Con le donne si apre l’altro capitolo rovente. A novembre 2023 il tasso di occupazione femminile è al 52,9%, ai massimi, ma ancora distante ben 18 punti da quello degli uomini e 14 punti sotto la media Ue, come ha registrato di recente un dossier del Servizio studi della Camera dei deputati. Una su cinque dice addio al lavoro dopo la maternità. Su 61.391 dimissioni convalidate nel 2022 dall’Ispettorato nazionale del lavoro, aumentate del 17,1% rispetto al 2021, ben 44.699 (il 72,8%) arrivano da donne, soprattutto neomamme per cui conciliare l’attività professionale con la maternità si è rivelato impossibile. Un’ingiustizia. Il premier Giorgia Meloni lo ha detto pochi giorni fa: «Il concetto che non condivido e non condividerò mai è che un traguardo debba toglierti l’opportunità dell’altro. Non c’è bisogno di rinunciare a una cosa per un’altra: fai tutte le scelte libere della tua vita, quello che dobbiamo fare noi è costruire gli strumenti per favorirlo. Voglio smontare il racconto, che spesso non è soltanto un racconto, che, se tu metti al mondo un bambino, ti precludi altre possibilità».

Ridurre gli squilibri è una questione di equità, certamente, considerando anche la piaga intollerabile della disparità salariale. Ma è anche, ormai, una evidente questione economica. Perché dal lavoro dipende la crescita e la partecipazione, altro valore chiave nel discorso del Presidente Mattarella, e sul lavoro qualificato poggia il destino della competitività del Paese. Non siamo una nazione che può contare sulla ricchezza di materie prime, come gli Stati Uniti e la Cina. Non abbiamo la produttività della Germania. Il valore su cui dobbiamo scommettere è rappresentato dalle persone: formazione e capitale umano, insieme alle tecnologie, sono le nostre risorse strategiche, come dimostra la nostra manifattura di successo.
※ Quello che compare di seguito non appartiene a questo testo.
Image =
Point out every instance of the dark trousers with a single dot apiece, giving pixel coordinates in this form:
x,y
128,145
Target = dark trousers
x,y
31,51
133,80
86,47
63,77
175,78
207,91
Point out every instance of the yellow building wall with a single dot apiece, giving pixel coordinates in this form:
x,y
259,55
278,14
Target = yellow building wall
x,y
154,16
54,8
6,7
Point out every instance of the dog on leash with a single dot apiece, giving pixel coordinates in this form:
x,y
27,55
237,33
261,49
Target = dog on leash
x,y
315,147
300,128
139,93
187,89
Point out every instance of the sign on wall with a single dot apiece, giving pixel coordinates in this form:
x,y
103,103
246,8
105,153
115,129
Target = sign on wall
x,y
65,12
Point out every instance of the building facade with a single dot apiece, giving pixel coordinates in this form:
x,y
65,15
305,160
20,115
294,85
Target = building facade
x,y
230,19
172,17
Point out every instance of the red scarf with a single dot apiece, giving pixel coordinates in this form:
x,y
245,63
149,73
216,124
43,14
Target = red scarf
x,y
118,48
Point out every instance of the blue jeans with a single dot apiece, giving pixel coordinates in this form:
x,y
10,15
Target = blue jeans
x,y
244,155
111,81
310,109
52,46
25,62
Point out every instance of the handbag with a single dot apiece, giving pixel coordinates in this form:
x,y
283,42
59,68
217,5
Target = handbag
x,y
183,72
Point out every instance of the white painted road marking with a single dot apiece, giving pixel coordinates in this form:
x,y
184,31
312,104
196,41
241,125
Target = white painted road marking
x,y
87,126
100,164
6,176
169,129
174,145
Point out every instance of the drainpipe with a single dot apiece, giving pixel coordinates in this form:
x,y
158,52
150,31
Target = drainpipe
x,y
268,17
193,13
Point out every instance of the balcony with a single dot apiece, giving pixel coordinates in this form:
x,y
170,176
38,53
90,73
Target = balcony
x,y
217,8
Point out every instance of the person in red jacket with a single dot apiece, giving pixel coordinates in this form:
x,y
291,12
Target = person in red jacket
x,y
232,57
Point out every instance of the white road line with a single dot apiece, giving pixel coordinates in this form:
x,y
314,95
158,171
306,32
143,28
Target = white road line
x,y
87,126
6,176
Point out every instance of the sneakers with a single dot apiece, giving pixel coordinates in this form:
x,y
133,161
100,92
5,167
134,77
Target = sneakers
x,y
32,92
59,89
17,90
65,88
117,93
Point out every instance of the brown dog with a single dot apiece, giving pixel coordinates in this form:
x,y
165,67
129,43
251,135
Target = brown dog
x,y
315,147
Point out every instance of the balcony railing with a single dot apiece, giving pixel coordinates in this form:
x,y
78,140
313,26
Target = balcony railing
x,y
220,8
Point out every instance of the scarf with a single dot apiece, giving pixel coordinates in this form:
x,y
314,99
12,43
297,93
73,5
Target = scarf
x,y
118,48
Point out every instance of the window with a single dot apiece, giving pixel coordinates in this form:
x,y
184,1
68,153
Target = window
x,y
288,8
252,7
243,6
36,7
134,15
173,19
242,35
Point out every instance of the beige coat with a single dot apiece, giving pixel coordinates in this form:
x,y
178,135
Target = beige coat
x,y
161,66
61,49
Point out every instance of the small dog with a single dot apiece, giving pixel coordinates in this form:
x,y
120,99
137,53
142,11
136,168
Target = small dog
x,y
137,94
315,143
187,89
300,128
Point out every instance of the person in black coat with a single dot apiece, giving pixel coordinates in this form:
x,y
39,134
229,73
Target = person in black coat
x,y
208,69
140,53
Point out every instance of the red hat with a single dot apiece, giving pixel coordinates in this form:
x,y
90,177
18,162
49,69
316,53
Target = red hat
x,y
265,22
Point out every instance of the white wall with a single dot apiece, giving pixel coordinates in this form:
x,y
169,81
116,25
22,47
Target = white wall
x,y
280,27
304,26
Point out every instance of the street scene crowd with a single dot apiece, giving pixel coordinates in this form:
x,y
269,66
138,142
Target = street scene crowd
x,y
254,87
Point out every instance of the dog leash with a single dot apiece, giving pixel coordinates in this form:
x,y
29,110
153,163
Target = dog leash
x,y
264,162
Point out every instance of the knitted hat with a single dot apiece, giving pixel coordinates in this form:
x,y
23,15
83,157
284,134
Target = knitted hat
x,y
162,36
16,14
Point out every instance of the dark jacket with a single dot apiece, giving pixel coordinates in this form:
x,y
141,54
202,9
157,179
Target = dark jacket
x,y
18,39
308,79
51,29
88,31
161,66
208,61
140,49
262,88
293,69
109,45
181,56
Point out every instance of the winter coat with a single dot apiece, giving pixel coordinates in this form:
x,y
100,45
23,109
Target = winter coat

Liberare il potenziale inespresso del Paese – le energie dei giovani e delle donne – sarebbe stato l’insegnamento di Guido Carli, lo statista che fu Governatore della Banca d’Italia dal 1960 al 1975, presidente di Confindustria e ministro del Tesoro, per me il nonno che mi ha educato all’onestà e alla responsabilità. L’ex Governatore Ignazio Visco ha ricordato l’impatto dell’azione di Carli in quindici anni sul personale della principale istituzione finanziaria italiana: gli addetti aumentarono di circa mille unità, a più di 8mila, i giovani furono sguinzagliati all’estero, il servizio studi fu notevolmente irrobustito, le donne passarono dal 16% al 25% e per loro si aprirono le porte della carriera direttiva. È la cura che oggi serve all’Italia intera: agire in fretta sui punti deboli del nostro sistema economico e del nostro mercato del lavoro per gettare a terra le zavorre. E spiccare il volo.